Bug#1010957: status update? Re: Bug#1010957: man-db: unreproducible index.db: contents depend on directory read order
On Sun, Oct 02, 2022 at 04:00:58PM +0100, Colin Watson wrote: > Control: tag -1 fixed-upstream > Success! > https://gitlab.com/cjwatson/man-db/-/compare/5d2594d0a0...866c3571d3 awesome! On Sun, Oct 02, 2022 at 05:56:19PM +0100, Colin Watson wrote: > I thought I'd set SOURCE_DATE_EPOCH, but I'd failed to pass it through > sudo. After fixing that, I indeed get cmp-identical tarballs. very nice! much cheers! -- cheers, Holger ⢀⣴⠾⠻⢶⣦⠀ ⣾⠁⢠⠒⠀⣿⡁ holger@(debian|reproducible-builds|layer-acht).org ⢿⡄⠘⠷⠚⠋⠀ OpenPGP: B8BF54137B09D35CF026FE9D 091AB856069AAA1C ⠈⠳⣄ Plastic bottles: made to last forever, designed to throw away. signature.asc Description: PGP signature
Bug#1010957: status update? Re: Bug#1010957: man-db: unreproducible index.db: contents depend on directory read order
On Sun, Oct 02, 2022 at 05:50:07PM +0200, Johannes Schauer Marin Rodrigues wrote: > Quoting Colin Watson (2022-10-02 17:00:58) > > As well as more localized testing, I built a .deb with this and used > > josch's instructions from the start of this bug to build mmdebstrap > > tarballs via disorderfs, using > > "--hook-dir=/usr/share/mmdebstrap/hooks/file-mirror-automount > > --include=./man-db_2.10.3~20221002-1_amd64.deb" to inject the new .deb. > > The two resulting tarballs had somewhat differing file lists (timestamps > > etc.), but all the actual files in the tarballs were bitwise-identical. > > Did you maybe forget the "export SOURCE_DATE_EPOCH=XXX" step? Just replace XXX > with the output of `date +%s` but make sure that both mmdebstrap invocations > see the same value for SOURCE_DATE_EPOCH and then there should be zero > differences and a "cmp" should be sufficient to make sure that it works. I thought I'd set SOURCE_DATE_EPOCH, but I'd failed to pass it through sudo. After fixing that, I indeed get cmp-identical tarballs. -- Colin Watson (he/him) [cjwat...@debian.org]

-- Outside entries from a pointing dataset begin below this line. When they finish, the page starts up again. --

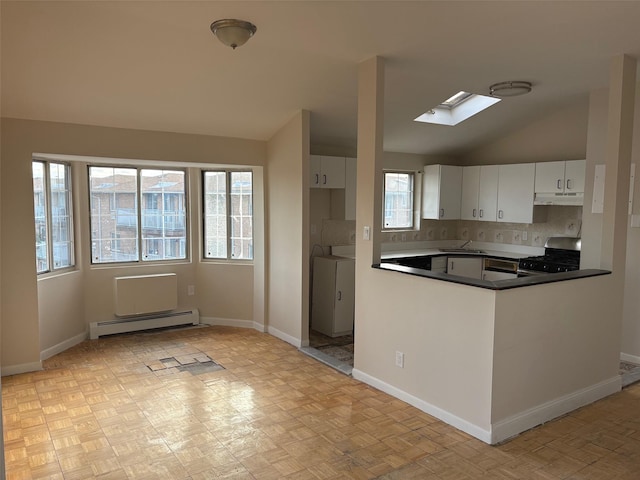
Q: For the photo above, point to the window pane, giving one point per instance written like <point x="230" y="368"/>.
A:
<point x="241" y="215"/>
<point x="114" y="218"/>
<point x="61" y="224"/>
<point x="163" y="214"/>
<point x="215" y="214"/>
<point x="40" y="215"/>
<point x="398" y="200"/>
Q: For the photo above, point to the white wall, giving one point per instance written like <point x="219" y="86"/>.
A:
<point x="556" y="348"/>
<point x="33" y="318"/>
<point x="558" y="135"/>
<point x="287" y="191"/>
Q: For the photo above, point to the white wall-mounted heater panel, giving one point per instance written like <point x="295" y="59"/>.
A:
<point x="145" y="294"/>
<point x="144" y="302"/>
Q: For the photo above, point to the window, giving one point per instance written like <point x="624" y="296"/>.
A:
<point x="228" y="215"/>
<point x="52" y="214"/>
<point x="398" y="200"/>
<point x="137" y="214"/>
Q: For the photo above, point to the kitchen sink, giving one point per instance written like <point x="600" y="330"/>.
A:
<point x="461" y="250"/>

Bug#1010957: status update? Re: Bug#1010957: man-db: unreproducible index.db: contents depend on directory read order
Quoting Colin Watson (2022-10-02 17:00:58) > Success! > > https://gitlab.com/cjwatson/man-db/-/compare/5d2594d0a0...866c3571d3 Thank you!! :D > > As well as more localized testing, I built a .deb with this and used > josch's instructions from the start of this bug to build mmdebstrap > tarballs via disorderfs, using > "--hook-dir=/usr/share/mmdebstrap/hooks/file-mirror-automount > --include=./man-db_2.10.3~20221002-1_amd64.deb" to inject the new .deb. > The two resulting tarballs had somewhat differing file lists (timestamps > etc.), but all the actual files in the tarballs were bitwise-identical. Did you maybe forget the "export SOURCE_DATE_EPOCH=XXX" step? Just replace XXX with the output of `date +%s` but make sure that both mmdebstrap invocations see the same value for SOURCE_DATE_EPOCH and then there should be zero differences and a "cmp" should be sufficient to make sure that it works. Thanks! cheers, josch signature.asc Description: signature
Bug#1010957: status update? Re: Bug#1010957: man-db: unreproducible index.db: contents depend on directory read order
Control: tag -1 fixed-upstream Success! https://gitlab.com/cjwatson/man-db/-/compare/5d2594d0a0...866c3571d3 As well as more localized testing, I built a .deb with this and used josch's instructions from the start of this bug to build mmdebstrap tarballs via disorderfs, using "--hook-dir=/usr/share/mmdebstrap/hooks/file-mirror-automount --include=./man-db_2.10.3~20221002-1_amd64.deb" to inject the new .deb. The two resulting tarballs had somewhat differing file lists (timestamps etc.), but all the actual files in the tarballs were bitwise-identical. Feel free to do any other testing you think might be useful. There's a bootstrapped source tarball attached as an artifact to the "build-distcheck" CI job in GitLab that you can easily use to build a snapshot .deb if you need one. -- Colin Watson (he/him) [cjwat...@debian.org]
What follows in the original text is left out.